Converting Money From One Currency to Another

At Play and At Work

In both your professional lives and personal lives, you may need to convert one currency to another. Maybe you have already done this personally, if you have traveled internationally. The conversion may have been physical: handing in your dollars and receiving euros in exchange. Or it may have been virtual: buying a meal in a Danish restaurant with a credit card and seeing the charge, along with the exchange rate, on your statement.

In business, a company may use a manufacturing facility in one country but sell products in other countries. Say you pay a Chinese manufacturer in Chinese yuan but receive US dollars from customers. To get a unified financial picture--how much more you are taking in than spending or vice versa--you need to do an exchange calculation.


Currency Math

There is no special currency math. Conversion from Japanese yen to British pound is simply a matter of multiplication or division. You all know how to multiply and divide. So the key skill is knowing when to do which one!

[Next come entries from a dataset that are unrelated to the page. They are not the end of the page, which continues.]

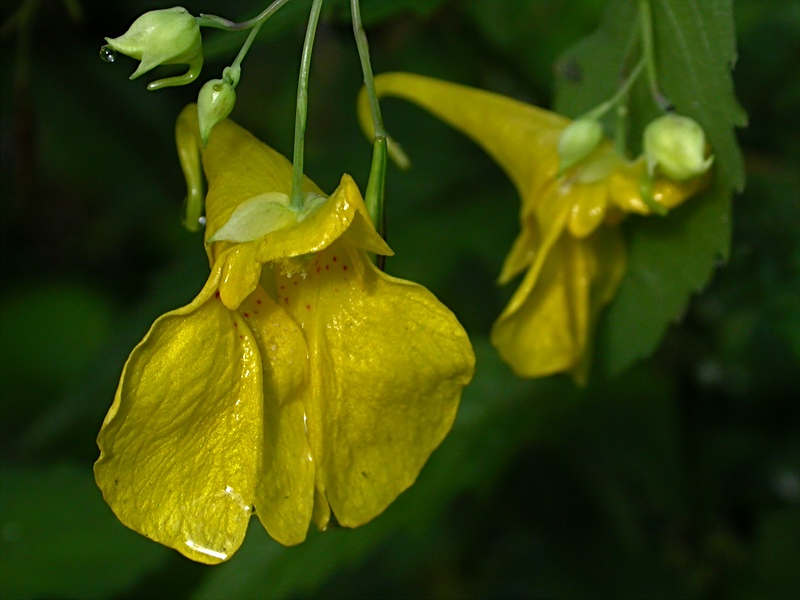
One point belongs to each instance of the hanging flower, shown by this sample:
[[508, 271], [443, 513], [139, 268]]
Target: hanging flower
[[570, 244], [301, 382]]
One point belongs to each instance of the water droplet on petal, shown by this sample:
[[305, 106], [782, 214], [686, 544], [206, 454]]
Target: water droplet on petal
[[222, 532], [108, 54]]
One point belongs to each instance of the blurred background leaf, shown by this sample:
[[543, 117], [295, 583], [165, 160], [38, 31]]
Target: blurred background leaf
[[680, 477]]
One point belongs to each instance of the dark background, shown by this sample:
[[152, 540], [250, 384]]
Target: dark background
[[680, 478]]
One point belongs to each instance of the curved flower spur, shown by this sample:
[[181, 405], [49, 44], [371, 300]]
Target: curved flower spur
[[570, 245], [301, 382]]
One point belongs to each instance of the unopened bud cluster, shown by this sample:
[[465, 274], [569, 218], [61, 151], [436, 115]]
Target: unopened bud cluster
[[163, 37]]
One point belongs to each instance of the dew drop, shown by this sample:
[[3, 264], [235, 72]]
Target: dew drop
[[108, 54]]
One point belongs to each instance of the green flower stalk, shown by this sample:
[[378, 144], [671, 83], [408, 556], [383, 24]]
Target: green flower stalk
[[676, 145], [577, 141]]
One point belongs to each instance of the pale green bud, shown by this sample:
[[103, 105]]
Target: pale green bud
[[214, 103], [577, 141], [163, 37], [676, 145]]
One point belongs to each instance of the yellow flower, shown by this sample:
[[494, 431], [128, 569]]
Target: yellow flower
[[300, 382], [574, 266]]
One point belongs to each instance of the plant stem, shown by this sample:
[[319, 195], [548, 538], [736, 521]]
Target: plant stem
[[296, 201], [366, 68], [220, 23]]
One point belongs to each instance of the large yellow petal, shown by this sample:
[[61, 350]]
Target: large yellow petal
[[388, 363], [521, 138], [625, 189], [607, 264], [284, 493], [181, 444], [538, 334]]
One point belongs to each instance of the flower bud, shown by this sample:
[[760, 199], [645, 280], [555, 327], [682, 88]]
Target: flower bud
[[163, 37], [577, 141], [214, 103], [676, 145]]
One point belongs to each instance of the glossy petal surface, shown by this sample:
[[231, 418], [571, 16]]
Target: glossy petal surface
[[180, 447], [388, 362]]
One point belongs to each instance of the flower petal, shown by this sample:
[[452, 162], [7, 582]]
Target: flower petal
[[543, 330], [388, 363], [607, 264], [181, 444], [521, 138], [240, 274], [284, 494]]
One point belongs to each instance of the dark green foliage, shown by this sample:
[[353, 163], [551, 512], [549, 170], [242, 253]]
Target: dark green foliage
[[673, 476]]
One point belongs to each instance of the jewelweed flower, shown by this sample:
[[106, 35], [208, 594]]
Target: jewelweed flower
[[677, 146], [301, 382], [570, 245]]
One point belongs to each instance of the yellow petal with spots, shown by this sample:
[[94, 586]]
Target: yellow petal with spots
[[625, 189], [343, 211], [588, 209], [522, 252], [607, 264], [240, 274], [285, 489], [388, 363], [181, 445]]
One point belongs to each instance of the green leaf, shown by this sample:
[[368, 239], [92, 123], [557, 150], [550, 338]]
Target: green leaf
[[672, 258], [59, 539]]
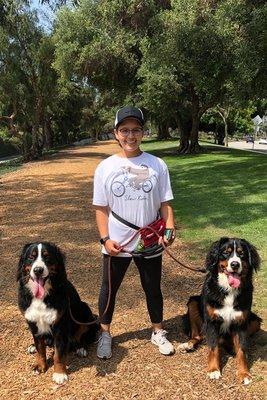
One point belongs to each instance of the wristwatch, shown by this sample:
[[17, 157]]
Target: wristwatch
[[104, 239]]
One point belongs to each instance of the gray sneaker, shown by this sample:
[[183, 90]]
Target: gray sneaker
[[104, 346], [159, 339]]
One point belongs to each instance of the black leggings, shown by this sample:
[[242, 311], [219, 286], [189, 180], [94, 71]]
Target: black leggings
[[150, 275]]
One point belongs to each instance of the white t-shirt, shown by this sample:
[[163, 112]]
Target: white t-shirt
[[133, 188]]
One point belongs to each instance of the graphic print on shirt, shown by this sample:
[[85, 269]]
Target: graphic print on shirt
[[133, 179]]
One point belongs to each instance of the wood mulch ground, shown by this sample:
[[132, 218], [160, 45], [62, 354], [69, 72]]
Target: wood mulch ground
[[51, 200]]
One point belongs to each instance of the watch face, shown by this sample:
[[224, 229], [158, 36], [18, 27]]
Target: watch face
[[103, 240]]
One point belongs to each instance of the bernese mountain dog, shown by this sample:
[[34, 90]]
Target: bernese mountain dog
[[50, 303], [222, 313]]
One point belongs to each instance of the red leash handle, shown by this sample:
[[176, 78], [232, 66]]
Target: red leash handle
[[98, 320], [199, 269]]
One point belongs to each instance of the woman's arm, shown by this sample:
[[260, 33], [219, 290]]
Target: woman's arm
[[166, 212], [111, 246]]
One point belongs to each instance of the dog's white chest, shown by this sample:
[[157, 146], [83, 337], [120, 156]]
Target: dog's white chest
[[227, 312], [42, 315]]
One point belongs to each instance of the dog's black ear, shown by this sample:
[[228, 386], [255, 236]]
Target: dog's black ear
[[253, 255], [61, 259], [213, 253], [22, 260]]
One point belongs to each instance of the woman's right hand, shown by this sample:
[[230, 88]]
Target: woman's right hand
[[112, 247]]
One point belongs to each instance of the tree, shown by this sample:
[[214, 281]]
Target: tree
[[27, 78]]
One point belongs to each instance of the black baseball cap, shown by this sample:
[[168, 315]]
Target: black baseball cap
[[129, 112]]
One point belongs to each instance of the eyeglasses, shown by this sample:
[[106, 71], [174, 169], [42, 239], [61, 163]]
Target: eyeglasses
[[134, 131]]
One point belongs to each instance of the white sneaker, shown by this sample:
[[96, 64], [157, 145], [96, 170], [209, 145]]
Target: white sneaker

Tip: don't try to memorize "rules" about whether to multiply or divide. Instead, keep the currency units (e.g., dollars, euros, yen) written out in your calculations to make sure that your answer ends up in the currency you want. This video shows two examples.


Exercises

This module gives you a series of exercises to practice working with multiple currencies.

Unit conversion (where the units are currencies) is the central mathematical skill in this module. Another essential math skill is calculating percentage change. This video gives a concise blackboard explanation of percentage change:

We also ask you to make some graphs in this module. The first time of graph is a line graph that shows a trend over time. This video is a reasonably quick demo of creating and labeling a line graph in Excel. Note that in your version of Excel, the navigation, menu options, etc. will be different, so don't try to follow along click for click.

Another graph type in this module is a scatter plot, a graph that lets you see the relationship between two variables. Here's another nice (and quick!) demo. The caveat applies here too: there are a lot of versions of Excel, and your version will surely have some differences.

It's a little more correct to do the time trend graph with a connected scatter plot, but when the dates in a time series are essentially evenly spaced, a line graph is quicker (even if mildly imprecise).